Jenny Setchell, Editor
(Pipeline Press)
Jenny Setchell lives in New Zealand, and has played organ for over forty years. In Organ-isms --- silly name! --- she distinguishes between the concert organist and the church organist. She is the former. In the introduction, she says, "Welcome to the world's best-disguised booby trap."

    Few people fully understand that the touring concert organist must play his or her program each time on what amounts to a strange instrument.

"Each instrument is unique and has its own robust way of reminding players who is, ultimately, the boss. Nothing is ever in exactly the same place, at the same height, called the same thing, or works the same way."

The secret, she says, is arriving with plenty of time to get to know the organ you will be performing on. For every ten minutes of performance time, "an organist will generally need one hour of preparation."

There will be around 360 different stop types to work with, a registration must be chosen, the acoustics in the building checked out, and, overall, one must make sure that the organ is plugged in, or, in truly ancient organs, the pumpers are up to snuff. Organist Gerard Bunk tells of one pumper, an "old man [who] did not charge much for his services. However he seemed so weak on his skinny little legs that I did not dare to draw more than an Aeoline-Salicional stop, otherwise he would stop pumping immediately."

There are seventy-two contributors here, and the problems they report in their everyday work are sometimes very strange. Noisy audiences, long-winded sermons, earthquakes, and the inevitable dumb joke: "So you have the biggest organ in town?"

    Yawn. Very droll. Yes, you are the 156,092nd person to mention that.

It seems that one of their main problems of visiting organists is not only getting into the church to play, but getting out once they are done. Many organs are located in isolated cathedrals, where there are no watchmen, no people around before and after rehearsals; where the wardens tend to drop off to sleep or wander away inadvertently leaving the doors locked.

Here is David Rumsey in Basel, late into the night, practicing Bach's Fantasia and Fugue in G minor: "After a couple of hours I had done what I could and started to leave, only to discover that the whole necropolis had long since shut down, was in total darkness except for pallid icy tombstones and dark, unlit wind-blown paths. I was alone and locked in with an uncertain chance of getting out that night."

    I stumbled and slid towards the main gate, through 300 meters or so of graves that all seemed to be moving as the trees danced a macabre frenzy in the night.

Fortunately, there was a tree near the gate, "but you can imagine the looks on the faces of people waiting opposite the gate at the bus stop when this apparition, hair standing on end, emerged from the pitch-black graveyard."

§     §     §

Organ-isms can be very funny. The knowledge of the contributors is staggering, though sometimes the language can bamboozle the everyday reader with words like coupler, trumpet 8ft, tabs, swell, trackers, 32ft Diaphone, Tuba Mirabilis and, ach du lieber, Der Fuchsschwanz.
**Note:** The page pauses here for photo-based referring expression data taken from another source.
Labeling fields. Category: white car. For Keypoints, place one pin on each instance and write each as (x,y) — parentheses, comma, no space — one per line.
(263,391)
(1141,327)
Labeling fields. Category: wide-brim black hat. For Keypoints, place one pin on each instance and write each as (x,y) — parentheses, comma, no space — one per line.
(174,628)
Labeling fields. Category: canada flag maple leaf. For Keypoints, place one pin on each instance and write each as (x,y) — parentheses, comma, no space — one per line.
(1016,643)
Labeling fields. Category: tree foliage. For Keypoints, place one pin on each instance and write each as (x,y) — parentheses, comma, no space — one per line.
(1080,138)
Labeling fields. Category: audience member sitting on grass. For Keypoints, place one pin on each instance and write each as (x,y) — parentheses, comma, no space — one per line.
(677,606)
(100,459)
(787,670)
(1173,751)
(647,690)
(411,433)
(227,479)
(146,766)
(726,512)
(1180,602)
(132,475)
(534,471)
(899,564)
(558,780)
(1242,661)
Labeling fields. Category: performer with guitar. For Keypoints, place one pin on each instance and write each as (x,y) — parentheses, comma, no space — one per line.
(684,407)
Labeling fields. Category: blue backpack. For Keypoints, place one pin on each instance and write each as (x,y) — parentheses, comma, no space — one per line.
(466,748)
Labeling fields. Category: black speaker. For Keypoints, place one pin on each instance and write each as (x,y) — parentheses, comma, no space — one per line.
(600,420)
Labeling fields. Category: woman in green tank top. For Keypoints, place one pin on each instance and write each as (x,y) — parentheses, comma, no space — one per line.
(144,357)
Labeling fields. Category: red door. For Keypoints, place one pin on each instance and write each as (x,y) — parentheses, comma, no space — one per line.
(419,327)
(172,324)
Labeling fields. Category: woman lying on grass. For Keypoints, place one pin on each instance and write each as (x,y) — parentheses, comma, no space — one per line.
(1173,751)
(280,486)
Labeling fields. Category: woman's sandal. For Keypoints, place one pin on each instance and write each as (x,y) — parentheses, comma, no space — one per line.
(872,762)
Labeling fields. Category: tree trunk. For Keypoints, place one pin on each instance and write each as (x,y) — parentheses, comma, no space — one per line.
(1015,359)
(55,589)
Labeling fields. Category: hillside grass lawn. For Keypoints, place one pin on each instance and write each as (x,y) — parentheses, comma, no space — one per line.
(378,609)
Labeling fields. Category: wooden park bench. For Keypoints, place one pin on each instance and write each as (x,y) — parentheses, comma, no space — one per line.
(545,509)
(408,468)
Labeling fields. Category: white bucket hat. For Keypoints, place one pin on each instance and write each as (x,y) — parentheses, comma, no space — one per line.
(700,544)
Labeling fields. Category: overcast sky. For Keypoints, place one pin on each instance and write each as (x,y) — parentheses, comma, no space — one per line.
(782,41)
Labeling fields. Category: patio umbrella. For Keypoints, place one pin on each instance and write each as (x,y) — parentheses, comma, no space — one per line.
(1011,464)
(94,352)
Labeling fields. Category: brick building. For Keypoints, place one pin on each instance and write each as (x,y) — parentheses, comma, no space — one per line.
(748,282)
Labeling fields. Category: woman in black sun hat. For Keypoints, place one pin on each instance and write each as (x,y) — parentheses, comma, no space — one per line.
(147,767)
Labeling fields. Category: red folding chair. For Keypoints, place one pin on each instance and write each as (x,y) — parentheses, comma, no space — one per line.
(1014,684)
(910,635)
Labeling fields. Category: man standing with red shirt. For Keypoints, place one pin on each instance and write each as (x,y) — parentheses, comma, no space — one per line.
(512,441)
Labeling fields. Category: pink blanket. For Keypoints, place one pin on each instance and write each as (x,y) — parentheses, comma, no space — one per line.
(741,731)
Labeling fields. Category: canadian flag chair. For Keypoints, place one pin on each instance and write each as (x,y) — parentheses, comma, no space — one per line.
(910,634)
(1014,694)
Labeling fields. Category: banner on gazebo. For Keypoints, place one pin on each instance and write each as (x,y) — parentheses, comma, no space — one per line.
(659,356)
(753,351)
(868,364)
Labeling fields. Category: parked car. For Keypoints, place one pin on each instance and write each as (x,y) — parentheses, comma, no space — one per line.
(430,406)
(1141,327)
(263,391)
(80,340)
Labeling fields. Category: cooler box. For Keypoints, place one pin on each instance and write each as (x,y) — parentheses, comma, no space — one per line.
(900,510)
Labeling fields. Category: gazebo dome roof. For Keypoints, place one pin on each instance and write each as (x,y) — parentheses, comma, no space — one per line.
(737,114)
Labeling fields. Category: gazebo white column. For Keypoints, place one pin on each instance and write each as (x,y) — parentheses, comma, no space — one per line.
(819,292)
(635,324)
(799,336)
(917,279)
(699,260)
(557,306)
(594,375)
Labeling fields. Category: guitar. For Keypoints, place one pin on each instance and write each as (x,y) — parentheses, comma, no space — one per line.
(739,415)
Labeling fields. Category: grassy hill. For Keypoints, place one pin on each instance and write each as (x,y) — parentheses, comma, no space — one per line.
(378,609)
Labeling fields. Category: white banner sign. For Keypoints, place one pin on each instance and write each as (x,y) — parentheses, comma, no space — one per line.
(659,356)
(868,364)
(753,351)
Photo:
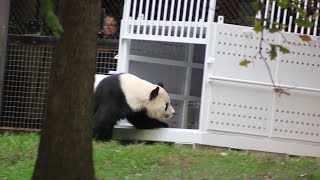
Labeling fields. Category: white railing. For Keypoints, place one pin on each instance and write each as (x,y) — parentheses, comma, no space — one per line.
(285,17)
(179,20)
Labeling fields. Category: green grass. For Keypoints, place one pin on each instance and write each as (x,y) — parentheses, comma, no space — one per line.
(162,161)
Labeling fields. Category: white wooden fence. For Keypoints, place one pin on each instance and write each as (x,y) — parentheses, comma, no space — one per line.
(240,107)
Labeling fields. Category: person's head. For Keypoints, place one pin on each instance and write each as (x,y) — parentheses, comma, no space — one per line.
(110,25)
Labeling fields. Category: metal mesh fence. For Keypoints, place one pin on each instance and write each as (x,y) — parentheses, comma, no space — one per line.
(28,64)
(235,12)
(25,17)
(26,80)
(27,74)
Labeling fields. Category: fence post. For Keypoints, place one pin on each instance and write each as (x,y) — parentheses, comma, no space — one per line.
(4,19)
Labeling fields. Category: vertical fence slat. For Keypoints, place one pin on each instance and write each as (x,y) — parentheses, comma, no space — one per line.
(191,11)
(133,16)
(203,16)
(290,24)
(146,17)
(196,20)
(152,16)
(304,8)
(171,16)
(139,17)
(273,9)
(266,13)
(177,19)
(158,16)
(212,8)
(184,18)
(165,17)
(278,16)
(316,21)
(297,16)
(284,19)
(126,14)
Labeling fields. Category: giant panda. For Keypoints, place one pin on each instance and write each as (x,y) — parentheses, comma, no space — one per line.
(124,95)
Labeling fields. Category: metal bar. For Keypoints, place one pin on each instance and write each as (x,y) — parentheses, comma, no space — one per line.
(263,83)
(4,19)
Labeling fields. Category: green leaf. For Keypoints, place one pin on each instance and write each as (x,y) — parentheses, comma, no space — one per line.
(51,18)
(303,23)
(244,63)
(255,6)
(283,49)
(305,37)
(273,29)
(283,3)
(315,15)
(258,26)
(273,51)
(301,11)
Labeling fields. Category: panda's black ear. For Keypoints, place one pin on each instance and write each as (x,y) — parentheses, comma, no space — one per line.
(160,84)
(154,93)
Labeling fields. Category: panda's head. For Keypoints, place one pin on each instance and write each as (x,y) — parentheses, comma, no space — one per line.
(143,95)
(159,106)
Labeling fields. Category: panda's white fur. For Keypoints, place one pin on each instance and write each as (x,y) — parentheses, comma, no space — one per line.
(120,96)
(137,93)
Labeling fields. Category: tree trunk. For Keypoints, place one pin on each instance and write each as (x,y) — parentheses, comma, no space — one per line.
(65,150)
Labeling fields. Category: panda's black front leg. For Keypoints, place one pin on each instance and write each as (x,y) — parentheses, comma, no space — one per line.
(144,122)
(103,125)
But it is a feast of musicians and high-class music: Bach, Diabelli, Handel, Max Reger, Thomas Tallis, Orlando Gibbon, and to my surprise, Olivier Messiaen. Who would ever consciously attend a concert including Le Banquet Céleste, I ask you?
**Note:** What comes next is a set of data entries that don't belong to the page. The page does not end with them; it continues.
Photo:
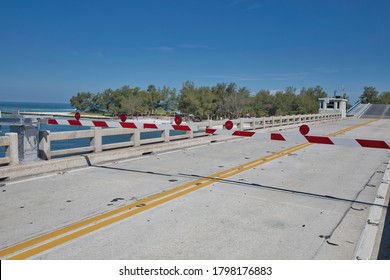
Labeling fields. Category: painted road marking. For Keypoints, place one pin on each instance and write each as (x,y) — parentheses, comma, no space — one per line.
(50,240)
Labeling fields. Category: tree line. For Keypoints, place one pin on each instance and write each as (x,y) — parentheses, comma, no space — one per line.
(371,95)
(206,102)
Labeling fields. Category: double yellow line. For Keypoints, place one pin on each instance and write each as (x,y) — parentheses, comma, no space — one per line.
(50,240)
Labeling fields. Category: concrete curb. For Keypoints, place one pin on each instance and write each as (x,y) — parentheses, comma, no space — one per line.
(365,247)
(83,160)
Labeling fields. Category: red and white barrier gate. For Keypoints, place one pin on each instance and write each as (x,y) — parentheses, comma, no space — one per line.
(122,124)
(297,138)
(302,138)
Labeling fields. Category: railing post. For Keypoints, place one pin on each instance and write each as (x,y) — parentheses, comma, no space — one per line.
(137,137)
(190,134)
(44,145)
(12,150)
(97,140)
(166,135)
(241,124)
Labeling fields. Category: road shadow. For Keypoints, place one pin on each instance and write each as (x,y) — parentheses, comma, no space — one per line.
(384,248)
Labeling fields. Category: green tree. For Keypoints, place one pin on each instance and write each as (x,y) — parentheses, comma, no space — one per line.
(263,104)
(369,95)
(286,101)
(384,97)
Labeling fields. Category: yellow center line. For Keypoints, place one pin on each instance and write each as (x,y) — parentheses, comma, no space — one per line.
(47,241)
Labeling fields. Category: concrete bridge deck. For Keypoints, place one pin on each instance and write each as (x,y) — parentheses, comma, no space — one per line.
(237,199)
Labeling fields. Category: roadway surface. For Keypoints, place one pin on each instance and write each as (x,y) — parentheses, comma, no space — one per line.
(238,199)
(376,111)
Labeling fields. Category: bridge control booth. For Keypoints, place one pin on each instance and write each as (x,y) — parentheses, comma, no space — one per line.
(332,105)
(27,129)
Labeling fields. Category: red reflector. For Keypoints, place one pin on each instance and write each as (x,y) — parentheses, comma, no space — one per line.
(304,129)
(228,125)
(178,120)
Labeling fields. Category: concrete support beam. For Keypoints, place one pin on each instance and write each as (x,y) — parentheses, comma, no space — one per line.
(11,151)
(44,151)
(97,140)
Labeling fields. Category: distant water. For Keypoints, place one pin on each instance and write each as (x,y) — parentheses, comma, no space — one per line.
(14,107)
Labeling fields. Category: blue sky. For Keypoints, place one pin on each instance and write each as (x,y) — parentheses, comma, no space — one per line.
(50,50)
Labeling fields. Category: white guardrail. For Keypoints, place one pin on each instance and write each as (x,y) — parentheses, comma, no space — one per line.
(96,134)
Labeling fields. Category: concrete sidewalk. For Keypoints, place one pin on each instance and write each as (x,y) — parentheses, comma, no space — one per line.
(310,203)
In 1935, Jean Langlais, who composed Les Rameaux, was invited by Messiaen not to go to a recital he would be giving. Langlais wrote later,

    The piece was played by Messiaen very slowly, everything staccato, and with a pedal so soft that you could not hear the Gregorian theme on the pedal.

"I came back home and wrote Messiaen the following note: 'I heard my Rameaux this morning at La Trinité. If you are still a good friend of mine, do not play again one note of my music, please.'" The moral, perhaps, is never to perform a concert with the composer in the audience.

A final message: if this is your trade, know your organ ... or get there early enough to practice.

    When the great Italian organist Fernando Germani's plane was delayed before a concert his subsequent late arrival left him no opportunity for rehearsal. Sportingly, he went out onstage as scheduled and sat down at the organ, but alas, it had not been switched on. He pressed a button, and promptly vanished from sight; the console had sunk without trace. A minute later, the fascinated audience saw him again, as the console rose from the depths and then continued to climb high above them, turning lazily as it went. A moment of contemplation at the summit and a third button was found, and the shaken maestro made a safe landing on terra firma.